Sn.. Talat'ın tepkisi

KKTC Cumhurbaşkanı Sn.. Talat AKMP’de içeride AB milletvekillerine hitap ederek bir yerde kendi halkının çözümle ilgili düşüncelerini aktarma fırsatını değerlendirerek AB'de görüşlerini ortaya koydu.

KKTC Cumhurbaşkanı Sn.. Talat AKMP’de içeride AB milletvekillerine hitap ederek bir yerde kendi halkının çözümle ilgili düşüncelerini aktarma fırsatını değerlendirerek AB'de görüşlerini ortaya koydu. Sn.. Talat oraya davet edildiği zaman bazı yerel gazetelerde Sn.. Talat'ın KKTC Cumhurbaşkanı olarak davet aldığını yazdılar. Tabiî ki bunun böyle olmadığının ortaya çıkması geç olmadı.doğru söylemek gerekirse Rum tarafının tam üye olduğu AB içerisinde Sn. Talat'ın KKTC Cumhurbaşkanı diye temsilen bulunup konuşmasını beklemek biraz saflık olur, en azından bu aşamada.

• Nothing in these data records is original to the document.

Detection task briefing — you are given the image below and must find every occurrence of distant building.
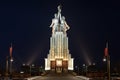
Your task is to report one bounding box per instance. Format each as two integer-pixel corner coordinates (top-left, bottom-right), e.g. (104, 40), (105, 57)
(45, 6), (74, 72)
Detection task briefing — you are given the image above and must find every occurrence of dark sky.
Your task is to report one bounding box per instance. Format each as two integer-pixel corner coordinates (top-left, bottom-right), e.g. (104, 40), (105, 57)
(0, 0), (120, 68)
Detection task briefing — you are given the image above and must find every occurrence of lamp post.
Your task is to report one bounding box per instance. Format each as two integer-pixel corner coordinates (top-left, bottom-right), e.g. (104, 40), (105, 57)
(103, 43), (110, 80)
(10, 57), (13, 78)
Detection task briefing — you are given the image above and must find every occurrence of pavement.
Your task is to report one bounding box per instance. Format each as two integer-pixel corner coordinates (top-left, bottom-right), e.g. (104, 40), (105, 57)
(27, 73), (89, 80)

Biraz da gerçekçi olmak şart diye düşünüyorum. Hristofyas niye ki ortada bir baskı unsuru yokken Sn. Talat KKTC Başkanı diye anılsın. Elinizde çok güçlü stratejik yaptırım argümanlarınız olacak ki bunları kullanırken zorlayıcı olasınız ve o zaman AB içerisinde

KKTC'den söz ettirebilesiniz. Eğer çözüm siyasetimiz birleşik Kıbrıs olmaya devam ettikçe, AB'nin sizden KKTC olarak bahsetmesi imkansızdır. Hele de Rum ve Yunanistan’ın üye olduğu birlikte, gerçekçi olmak ve pozisyonumuzu iyi bilmek gerekir.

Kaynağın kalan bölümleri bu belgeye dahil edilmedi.